EPA has awarded more than 21,000 grants valued at more than $40 billion, according to the GAO report, producing a “substantial body of publicly funded written material,” and much of it may be copyrighted. EPA may only disseminate copyrighted materials to federal workers for official purposes and may not disclose them to the public.
GAO recommends EPA follow a practice similar to the Federal Library and Information Network, the business subsidiary of the Federal Library and Information Center Committee, which seeks permission to disclose copyrighted material under assistance agreements at the time an agreement is made. EPA currently does not have such a practice. The GAO makes clear, “without permission from copyright holders, however, documents prepared under EPA assistance agreements, using taxpayer dollars, will remain unavailable online to the public.”
The EPA, in responding to the GAO recommendations, agreed to identify ways of gaining permission from assistance recipients to disclose copyrighted material. However, the EPA feels restricted by legal constraints and will not digitize materials from ongoing assistance agreements.
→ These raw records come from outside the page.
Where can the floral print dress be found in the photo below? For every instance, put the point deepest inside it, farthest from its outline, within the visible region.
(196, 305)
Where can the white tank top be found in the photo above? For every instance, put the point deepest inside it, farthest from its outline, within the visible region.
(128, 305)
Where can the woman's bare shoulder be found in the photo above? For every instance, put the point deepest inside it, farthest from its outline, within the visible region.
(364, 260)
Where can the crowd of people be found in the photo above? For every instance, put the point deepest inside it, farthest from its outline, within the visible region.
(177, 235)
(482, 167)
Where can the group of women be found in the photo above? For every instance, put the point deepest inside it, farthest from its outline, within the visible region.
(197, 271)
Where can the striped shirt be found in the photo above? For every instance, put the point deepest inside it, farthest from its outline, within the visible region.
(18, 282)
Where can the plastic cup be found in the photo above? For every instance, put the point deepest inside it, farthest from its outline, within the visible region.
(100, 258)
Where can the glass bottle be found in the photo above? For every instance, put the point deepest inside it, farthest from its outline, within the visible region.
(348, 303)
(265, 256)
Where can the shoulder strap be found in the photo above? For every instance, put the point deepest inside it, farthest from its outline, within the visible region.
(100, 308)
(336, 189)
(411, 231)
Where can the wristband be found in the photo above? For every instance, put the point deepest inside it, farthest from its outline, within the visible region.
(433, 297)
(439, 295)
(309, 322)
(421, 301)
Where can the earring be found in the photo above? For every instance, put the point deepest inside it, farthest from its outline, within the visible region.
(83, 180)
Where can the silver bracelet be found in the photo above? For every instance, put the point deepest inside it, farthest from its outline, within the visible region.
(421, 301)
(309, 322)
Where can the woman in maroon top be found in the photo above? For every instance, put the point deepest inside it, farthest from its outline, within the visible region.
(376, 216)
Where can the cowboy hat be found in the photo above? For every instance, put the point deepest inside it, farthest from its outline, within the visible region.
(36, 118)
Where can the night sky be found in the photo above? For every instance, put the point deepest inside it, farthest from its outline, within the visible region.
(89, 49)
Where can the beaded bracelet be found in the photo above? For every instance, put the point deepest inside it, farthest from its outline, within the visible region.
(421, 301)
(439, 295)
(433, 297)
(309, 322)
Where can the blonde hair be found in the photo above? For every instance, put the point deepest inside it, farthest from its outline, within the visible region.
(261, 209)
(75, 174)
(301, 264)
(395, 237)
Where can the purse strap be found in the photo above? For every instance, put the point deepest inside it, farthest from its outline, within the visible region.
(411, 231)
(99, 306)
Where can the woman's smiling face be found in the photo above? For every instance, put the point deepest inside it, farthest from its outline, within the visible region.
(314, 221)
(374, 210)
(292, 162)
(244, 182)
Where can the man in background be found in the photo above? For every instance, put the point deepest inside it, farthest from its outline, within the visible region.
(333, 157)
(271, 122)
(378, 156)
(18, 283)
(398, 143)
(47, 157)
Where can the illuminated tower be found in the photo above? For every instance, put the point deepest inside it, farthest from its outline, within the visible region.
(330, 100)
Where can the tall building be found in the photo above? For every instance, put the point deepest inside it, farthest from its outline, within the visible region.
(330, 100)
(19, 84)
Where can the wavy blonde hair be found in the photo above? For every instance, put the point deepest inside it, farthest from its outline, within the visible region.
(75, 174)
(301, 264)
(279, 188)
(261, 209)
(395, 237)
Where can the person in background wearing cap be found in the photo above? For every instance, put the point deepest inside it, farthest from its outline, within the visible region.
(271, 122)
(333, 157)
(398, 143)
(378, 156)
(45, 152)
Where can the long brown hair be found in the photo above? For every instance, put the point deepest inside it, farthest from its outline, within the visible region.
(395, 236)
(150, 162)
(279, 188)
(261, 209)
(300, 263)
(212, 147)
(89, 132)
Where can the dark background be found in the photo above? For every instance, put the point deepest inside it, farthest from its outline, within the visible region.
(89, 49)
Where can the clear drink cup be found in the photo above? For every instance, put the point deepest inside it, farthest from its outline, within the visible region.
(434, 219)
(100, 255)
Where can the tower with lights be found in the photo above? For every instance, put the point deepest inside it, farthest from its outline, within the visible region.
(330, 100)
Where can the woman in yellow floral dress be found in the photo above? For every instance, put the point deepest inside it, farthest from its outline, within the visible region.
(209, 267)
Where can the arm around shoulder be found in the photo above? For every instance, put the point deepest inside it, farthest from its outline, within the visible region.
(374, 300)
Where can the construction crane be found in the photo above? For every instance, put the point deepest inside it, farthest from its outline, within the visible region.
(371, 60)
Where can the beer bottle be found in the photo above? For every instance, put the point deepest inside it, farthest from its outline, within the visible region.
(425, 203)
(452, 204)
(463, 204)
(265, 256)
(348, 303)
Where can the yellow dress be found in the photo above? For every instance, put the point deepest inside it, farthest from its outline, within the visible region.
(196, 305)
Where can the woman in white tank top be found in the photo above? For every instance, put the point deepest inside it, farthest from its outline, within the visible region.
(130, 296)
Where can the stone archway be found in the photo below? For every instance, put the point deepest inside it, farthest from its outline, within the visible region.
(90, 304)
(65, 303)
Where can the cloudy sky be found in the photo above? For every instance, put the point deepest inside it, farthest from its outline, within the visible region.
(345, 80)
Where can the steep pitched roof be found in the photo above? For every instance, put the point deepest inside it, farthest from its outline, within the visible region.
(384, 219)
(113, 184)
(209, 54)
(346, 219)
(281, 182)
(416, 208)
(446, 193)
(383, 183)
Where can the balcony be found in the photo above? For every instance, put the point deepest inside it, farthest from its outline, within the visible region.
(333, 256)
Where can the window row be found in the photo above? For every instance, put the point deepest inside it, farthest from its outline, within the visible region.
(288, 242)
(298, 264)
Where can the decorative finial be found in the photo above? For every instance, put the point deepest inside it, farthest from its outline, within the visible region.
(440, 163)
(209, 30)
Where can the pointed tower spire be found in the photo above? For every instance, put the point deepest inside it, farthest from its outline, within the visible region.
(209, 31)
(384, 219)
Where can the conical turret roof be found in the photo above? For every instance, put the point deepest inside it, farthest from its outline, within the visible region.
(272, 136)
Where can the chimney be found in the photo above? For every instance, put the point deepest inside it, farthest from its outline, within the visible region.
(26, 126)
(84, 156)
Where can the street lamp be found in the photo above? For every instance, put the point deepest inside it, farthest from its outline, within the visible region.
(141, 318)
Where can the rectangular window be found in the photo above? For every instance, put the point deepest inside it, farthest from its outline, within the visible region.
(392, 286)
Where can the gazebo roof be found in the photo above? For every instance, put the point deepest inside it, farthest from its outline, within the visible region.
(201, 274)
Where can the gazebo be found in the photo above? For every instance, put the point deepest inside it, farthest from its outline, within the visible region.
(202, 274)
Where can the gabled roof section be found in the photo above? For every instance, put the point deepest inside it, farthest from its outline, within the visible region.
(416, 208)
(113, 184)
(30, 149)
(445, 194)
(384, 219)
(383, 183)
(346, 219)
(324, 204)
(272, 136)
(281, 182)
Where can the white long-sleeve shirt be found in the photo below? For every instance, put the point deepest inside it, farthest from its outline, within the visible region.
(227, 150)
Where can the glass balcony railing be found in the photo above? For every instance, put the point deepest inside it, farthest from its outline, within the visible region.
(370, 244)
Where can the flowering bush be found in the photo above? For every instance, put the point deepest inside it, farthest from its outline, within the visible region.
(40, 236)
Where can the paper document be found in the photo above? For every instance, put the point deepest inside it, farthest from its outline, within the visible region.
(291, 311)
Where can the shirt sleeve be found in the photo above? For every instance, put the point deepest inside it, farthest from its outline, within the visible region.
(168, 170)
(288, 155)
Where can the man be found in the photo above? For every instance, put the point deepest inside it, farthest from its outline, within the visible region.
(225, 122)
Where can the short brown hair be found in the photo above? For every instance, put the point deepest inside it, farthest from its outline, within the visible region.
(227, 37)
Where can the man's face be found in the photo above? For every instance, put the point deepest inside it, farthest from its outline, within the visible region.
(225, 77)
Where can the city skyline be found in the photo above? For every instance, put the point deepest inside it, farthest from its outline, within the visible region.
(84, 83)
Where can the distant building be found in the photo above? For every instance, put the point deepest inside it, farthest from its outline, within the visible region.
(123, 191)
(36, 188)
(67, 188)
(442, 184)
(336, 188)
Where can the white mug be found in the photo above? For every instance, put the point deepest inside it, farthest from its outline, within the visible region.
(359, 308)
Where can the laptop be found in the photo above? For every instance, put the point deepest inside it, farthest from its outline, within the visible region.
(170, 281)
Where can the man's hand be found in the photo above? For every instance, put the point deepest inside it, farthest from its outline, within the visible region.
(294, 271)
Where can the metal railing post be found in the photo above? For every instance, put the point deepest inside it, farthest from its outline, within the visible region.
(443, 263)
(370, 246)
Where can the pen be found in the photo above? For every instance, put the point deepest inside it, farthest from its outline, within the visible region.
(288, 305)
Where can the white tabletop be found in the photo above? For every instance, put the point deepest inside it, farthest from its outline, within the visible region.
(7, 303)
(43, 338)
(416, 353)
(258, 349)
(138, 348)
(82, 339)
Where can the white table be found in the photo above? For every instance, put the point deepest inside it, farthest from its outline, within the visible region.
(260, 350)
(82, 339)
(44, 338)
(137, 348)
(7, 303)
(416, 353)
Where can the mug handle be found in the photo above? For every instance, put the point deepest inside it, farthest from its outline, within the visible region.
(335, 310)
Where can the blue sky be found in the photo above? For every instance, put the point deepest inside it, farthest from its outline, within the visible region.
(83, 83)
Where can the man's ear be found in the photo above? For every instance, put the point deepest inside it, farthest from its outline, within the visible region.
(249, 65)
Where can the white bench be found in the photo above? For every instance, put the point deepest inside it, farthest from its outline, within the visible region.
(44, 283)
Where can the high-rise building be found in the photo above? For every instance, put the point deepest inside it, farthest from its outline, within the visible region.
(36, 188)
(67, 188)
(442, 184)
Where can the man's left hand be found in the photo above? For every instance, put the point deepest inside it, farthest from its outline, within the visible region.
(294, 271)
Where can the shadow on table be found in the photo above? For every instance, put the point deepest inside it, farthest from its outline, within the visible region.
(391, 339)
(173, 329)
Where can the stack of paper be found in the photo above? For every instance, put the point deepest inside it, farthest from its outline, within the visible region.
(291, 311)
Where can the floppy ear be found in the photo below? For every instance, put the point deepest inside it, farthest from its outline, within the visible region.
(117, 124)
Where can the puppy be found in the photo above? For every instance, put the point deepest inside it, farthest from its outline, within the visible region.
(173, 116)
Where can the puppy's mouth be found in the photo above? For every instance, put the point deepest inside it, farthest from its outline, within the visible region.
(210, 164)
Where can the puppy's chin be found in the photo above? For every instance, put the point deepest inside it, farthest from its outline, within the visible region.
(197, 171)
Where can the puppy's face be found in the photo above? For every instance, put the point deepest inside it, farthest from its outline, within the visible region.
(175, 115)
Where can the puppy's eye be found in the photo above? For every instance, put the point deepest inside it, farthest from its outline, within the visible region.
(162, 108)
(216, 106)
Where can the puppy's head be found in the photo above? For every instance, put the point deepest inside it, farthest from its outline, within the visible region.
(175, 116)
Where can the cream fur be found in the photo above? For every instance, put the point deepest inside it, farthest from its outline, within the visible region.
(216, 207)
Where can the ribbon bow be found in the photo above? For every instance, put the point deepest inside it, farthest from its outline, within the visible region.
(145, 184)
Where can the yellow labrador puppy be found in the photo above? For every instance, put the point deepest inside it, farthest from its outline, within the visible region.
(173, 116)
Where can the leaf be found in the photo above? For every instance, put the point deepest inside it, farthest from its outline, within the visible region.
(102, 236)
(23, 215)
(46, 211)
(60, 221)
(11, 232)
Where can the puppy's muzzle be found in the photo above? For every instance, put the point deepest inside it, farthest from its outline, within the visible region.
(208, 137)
Despite the missing strategic plan and inventory of holdings, EPA has taken important steps to improve the operations of the library network. The GAO report commends EPA for several actions taken to improve communications with agency staff on the operations of the library network, including regular teleconferences with library managers and staff and a live chat feature connecting staff to librarians. Numerous other positive steps are being taken to improve the usability of the agency’s online library system. The GAO report cites work that is underway to improve searchability of documents and navigation of the site.
EPA libraries contain a vast amount of information on environmental protection and management, basic and applied sciences, and local and regional environmental and public health issues. The network includes extensive coverage of issues pertaining to legislative mandates such as hazardous waste, drinking water, pollution prevention, pesticides, and other toxic substances. The information is used to evaluate environmental threats, assess new chemicals, inform policy decisions, and provide the essential data that agency and nongovernmental scientists need to challenge the scientific claims of polluting industries. Therefore, improving access to the network’s holdings is an important part of protecting public health and the environment.
As agency staff work to complete and implement the strategic plan, EPA may need to look beyond merely providing access to digital copies of its materials online. As one library advocate suggests, the agency should be able to provide library services to mobile phones and exploit social media like Facebook and Twitter in order to connect to users and potential users. The library network should also include topic-specific RSS feeds and other alert systems to push information out to the public.
The agency’s vision is to create “the premier environmental library network that provides timely access to information and library services to its employees and the public.” For a full recovery from the Bush-era assaults and to progress into a 21st century information network, EPA must implement the GAO’s recommendations and begin adopting the newest online technologies to ensure all users have access to this publicly funded information.